Alison Horrell (Your Say, 11 June) is both very right and very wrong.
She's wrong if she thinks the residents of Frenchs Concrete are happy to have the Brad Hazzard Memorial Folly plonked in their midst. It's not just the hospital, it's the 12-lane dual-level highway, the compulsory purchase and bulldozing of homes, businesses and trees, and then Warringah Council's plans to "develop" (ie destroy) the wider area around the hospital precinct. So much for our pleasant leafy residential suburb.
Perhaps if Ms Horrell thinks that's all so wonderful, we should discuss swapping homes.
Where she is absolutely right, of course, is in pointing out the stupidity of the chosen location. That's because the planning permission has been based on false information given to NSW Planning by NSW Health, as follows:
- that the chosen site is central to the catchment area of the Manly, Warringah and Pittwater local government areas. This is palpably false both geographically, as Ms Horrell points out, and also demographically - a study has determined Cromer to be the demographic centre;
- that "a robust qualitative analysis" formed the basis for the choice of site. In fact, according to the Health Ministry's own study, Frenchs Forest came a poor third on qualitative/operational criteria among the sites considered, behind the Warringah Council land in Dee Why and the Warringah golf course;
- that solutions to the roading/access problems associated with the Frenchs Forest site would cost a maximum of $21.3 million.

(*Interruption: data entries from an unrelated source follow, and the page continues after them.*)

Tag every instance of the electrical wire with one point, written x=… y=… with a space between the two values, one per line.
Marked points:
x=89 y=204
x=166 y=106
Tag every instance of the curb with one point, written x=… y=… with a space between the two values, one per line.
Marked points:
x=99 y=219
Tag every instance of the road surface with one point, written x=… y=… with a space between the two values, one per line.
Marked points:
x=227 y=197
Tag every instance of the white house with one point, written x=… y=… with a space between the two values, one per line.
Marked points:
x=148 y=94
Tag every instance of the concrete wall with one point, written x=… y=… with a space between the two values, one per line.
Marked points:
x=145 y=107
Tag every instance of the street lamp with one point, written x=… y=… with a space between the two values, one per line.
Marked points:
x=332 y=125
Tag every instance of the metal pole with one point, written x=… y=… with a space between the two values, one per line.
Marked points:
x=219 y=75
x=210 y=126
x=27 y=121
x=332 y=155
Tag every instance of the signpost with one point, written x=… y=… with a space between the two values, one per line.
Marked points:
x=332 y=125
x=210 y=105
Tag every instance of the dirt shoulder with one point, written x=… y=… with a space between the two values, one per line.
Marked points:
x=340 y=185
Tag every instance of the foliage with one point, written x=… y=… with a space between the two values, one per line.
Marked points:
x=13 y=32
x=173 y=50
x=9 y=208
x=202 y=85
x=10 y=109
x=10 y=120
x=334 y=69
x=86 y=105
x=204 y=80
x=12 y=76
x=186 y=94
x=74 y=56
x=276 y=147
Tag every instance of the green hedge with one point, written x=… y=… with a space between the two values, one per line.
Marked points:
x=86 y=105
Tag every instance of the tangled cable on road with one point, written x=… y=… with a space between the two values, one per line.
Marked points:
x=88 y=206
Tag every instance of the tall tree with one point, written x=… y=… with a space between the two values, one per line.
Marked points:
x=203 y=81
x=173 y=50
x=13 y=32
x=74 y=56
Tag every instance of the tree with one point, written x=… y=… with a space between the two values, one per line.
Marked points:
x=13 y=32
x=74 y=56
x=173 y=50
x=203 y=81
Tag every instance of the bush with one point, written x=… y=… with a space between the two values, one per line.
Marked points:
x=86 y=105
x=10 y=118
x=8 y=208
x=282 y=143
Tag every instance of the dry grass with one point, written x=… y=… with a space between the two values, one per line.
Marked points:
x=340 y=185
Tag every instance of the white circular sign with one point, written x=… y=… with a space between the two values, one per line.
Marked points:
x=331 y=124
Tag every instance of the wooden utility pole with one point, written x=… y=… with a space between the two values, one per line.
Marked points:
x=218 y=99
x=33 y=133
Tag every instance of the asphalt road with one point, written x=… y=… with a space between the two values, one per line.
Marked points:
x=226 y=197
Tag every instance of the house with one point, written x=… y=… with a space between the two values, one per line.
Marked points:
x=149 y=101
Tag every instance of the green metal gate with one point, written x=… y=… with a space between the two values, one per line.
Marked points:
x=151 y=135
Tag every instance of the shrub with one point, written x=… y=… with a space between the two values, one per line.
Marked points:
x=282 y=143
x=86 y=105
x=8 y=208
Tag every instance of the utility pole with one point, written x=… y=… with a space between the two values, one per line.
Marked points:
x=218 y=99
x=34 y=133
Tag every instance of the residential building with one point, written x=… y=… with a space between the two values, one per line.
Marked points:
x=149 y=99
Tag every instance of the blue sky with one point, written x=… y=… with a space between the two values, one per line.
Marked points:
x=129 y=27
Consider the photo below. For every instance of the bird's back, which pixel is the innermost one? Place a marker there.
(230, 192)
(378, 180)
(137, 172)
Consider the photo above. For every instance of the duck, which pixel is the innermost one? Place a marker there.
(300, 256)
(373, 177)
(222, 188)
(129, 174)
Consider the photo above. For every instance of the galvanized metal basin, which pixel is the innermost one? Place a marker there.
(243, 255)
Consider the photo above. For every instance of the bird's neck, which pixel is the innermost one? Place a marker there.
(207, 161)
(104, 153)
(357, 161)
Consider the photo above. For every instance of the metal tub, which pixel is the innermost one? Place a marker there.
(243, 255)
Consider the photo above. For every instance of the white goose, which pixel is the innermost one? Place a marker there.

The current budget is $400 million, plus $125 million for public transport upgrades, and an acceptable solution has still not been devised, far less costed. And Ms Horrell is again right to stress that nothing is being done about the North/South corridor of Wakehurst Parkway, the budget all going on East/West traffic.
Thankfully people on the peninsula seem finally to be waking up to the travesty that is being perpetrated on them. Not to mention over a billion dollars of taxpayers' money being mis-spent.
There aren't too many ways available for venting one's anger or frustration at some of the things happening in the world around us. One such escape valve is the good old Letter to the Editor, even if only a small proportion of them gets published. It is often well-nigh impossible to keep the discussion short enough for the newspapers. So rather that have them expire in some Editor's Trash bin, we'll preserve them for posterity here. Inevitably, though, some nuances will be lost for those unfamiliar with the background or the letter or article to which we are responding. But each is undoubtedly a miniature literary masterpiece, though you may find the themes become somewhat repetitive.